Nach der Kommunalwahl im März 1933 waren der einst bedeutenden Stadtverordnetenversammlung nur noch wenige Monate beschieden. Ab dem 1. Januar 1934 galt das Führerprinzip: die „Ratsherren“ genannten Gemeinderäte wurden von der NSDAP ernannt.

Die Aufgabenstellung der Ratsherren blieb diffus. Außer einigen Gesetzesauszügen enthält diese Handreichung keine Erläuterungen.


Die Berufung war Aufgabe der Aufsichtsbehörde, d. h. des Regierungspräsidenten in Wiesbaden. Am Auswahlprozeß beteiligt waren jedoch auch Oberbürgermeister Friedrich Krebs und der hessen-nassauische Gauleiter Jakob Sprenger. Nach einem äußerst langwierigen Hin und Her wurden am 1. März 1935, also mit einem ganzen Jahr Verspätung, 30 Gemeinderäte präsentiert. Sprenger weigerte sich jedoch, sie in ihr Amt einzuführen. Denn die neue Deutsche Gemeindeordnung (DGO) hatte die Auswahl der Ratsherren – so ihr Name in größeren Städten – ausschließlich in die Hand des sogenannten „Beauftragten der NSDAP“ gelegt, und diese Rolle hatte in Frankfurt der Gauleiter selbst übernommen, was eigentlich nur in Ausnahmefällen gestattet war. Üblicherweise übte dieses Amt der Kreisleiter aus. Frankfurt jedoch war „Gauhauptstadt“, was Sprenger genügte, um die Ausnahmeregelung für sich in Anspruch zu nehmen, er folgte damit einfach dem Vorbild anderer Gauleiter in ähnlicher Situation. So steuerte er praktisch die gesamte Personalpolitik der Stadt, denn die Kompetenzen des Beauftragten waren nicht auf die Auswahl der Ratsherren beschränkt.
Die Neuberufungen nach der DGO bedeuteten eine eindeutige Verschärfung im Hinblick auf die politische Linientreue der Kandidaten, obwohl das Hauptkriterium auch hier die Zugehörigkeit zu einer für die Stadt typischen Berufsgruppe sein sollte. Waren nach dem GVG noch einige dezidiert „bürgerliche“ Gemeinderäte, die vor 1933 entweder Mitglieder einer Gewerkschaft, Freimaurerloge oder einer republikanischen Partei oder nicht Mitglied der NSDAP waren, setzten sich die Ratsherren nun aus treu ergebenen Gefolgsleuten Sprengers zusammen.

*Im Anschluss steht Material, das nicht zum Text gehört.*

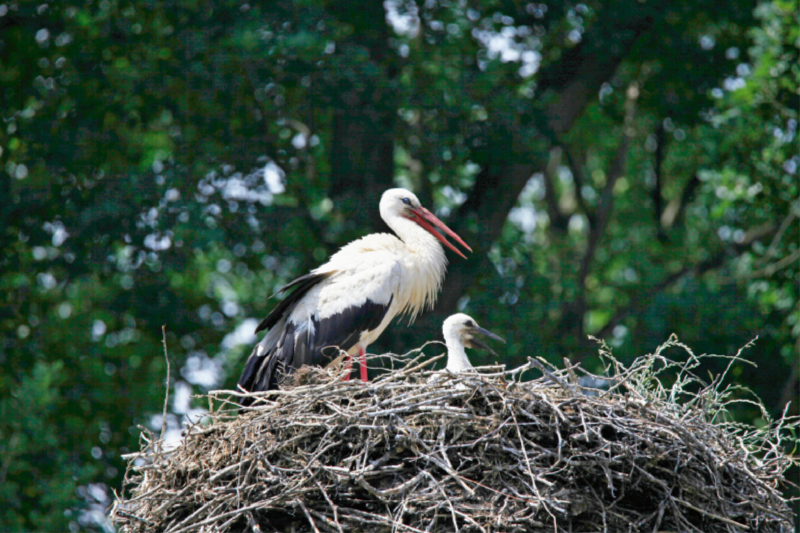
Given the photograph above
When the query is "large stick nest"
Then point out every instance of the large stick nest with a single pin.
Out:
(479, 452)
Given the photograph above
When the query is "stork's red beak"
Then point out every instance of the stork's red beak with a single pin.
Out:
(427, 220)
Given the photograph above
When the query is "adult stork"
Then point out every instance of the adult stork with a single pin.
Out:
(346, 303)
(459, 331)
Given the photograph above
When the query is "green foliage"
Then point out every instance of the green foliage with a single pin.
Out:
(172, 163)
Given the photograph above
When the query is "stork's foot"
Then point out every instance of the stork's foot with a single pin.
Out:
(362, 359)
(348, 365)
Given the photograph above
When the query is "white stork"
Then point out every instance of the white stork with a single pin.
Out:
(459, 331)
(346, 303)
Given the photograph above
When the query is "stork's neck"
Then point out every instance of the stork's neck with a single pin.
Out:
(457, 359)
(425, 263)
(417, 240)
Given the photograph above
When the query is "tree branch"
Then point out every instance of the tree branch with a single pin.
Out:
(575, 166)
(658, 202)
(673, 213)
(557, 219)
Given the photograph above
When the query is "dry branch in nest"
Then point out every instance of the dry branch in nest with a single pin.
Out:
(478, 452)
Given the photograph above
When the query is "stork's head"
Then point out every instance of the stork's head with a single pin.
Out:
(464, 328)
(402, 203)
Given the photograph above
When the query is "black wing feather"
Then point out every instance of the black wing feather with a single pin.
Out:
(303, 284)
(318, 346)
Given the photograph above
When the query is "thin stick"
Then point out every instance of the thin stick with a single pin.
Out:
(166, 396)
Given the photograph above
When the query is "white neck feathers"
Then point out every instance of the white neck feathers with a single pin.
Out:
(425, 263)
(457, 359)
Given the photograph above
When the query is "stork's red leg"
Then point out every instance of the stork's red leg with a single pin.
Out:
(348, 364)
(362, 356)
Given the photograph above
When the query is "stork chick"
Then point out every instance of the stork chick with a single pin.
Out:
(459, 331)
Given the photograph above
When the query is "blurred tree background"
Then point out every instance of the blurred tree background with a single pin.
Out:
(621, 169)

Sie sorgten für die Kontrolle der Verwaltung, versorgten ihn mit Informationen und sollten die Interessen der Partei im Magistrat geltend machen. Das ist mit den 36 Ratsherren, die am 9. August 1935 in ihr Amt eingeführt wurden, gelungen: Unter ihnen finden sich 11 Ortsgruppenleiter, neun Gauamtsleiter, 15 Kreisamtsleiter, diverse Hauptstellenleiter auf Gau- und Kreisebene, neun SS-Mitglieder, darunter fünf in leitenden Funktionen, und 23 SA-Mitglieder. Damit war der Frankfurter Gemeinderat beinahe völlig durchsetzt von Parteikadern unterschiedlichster Art.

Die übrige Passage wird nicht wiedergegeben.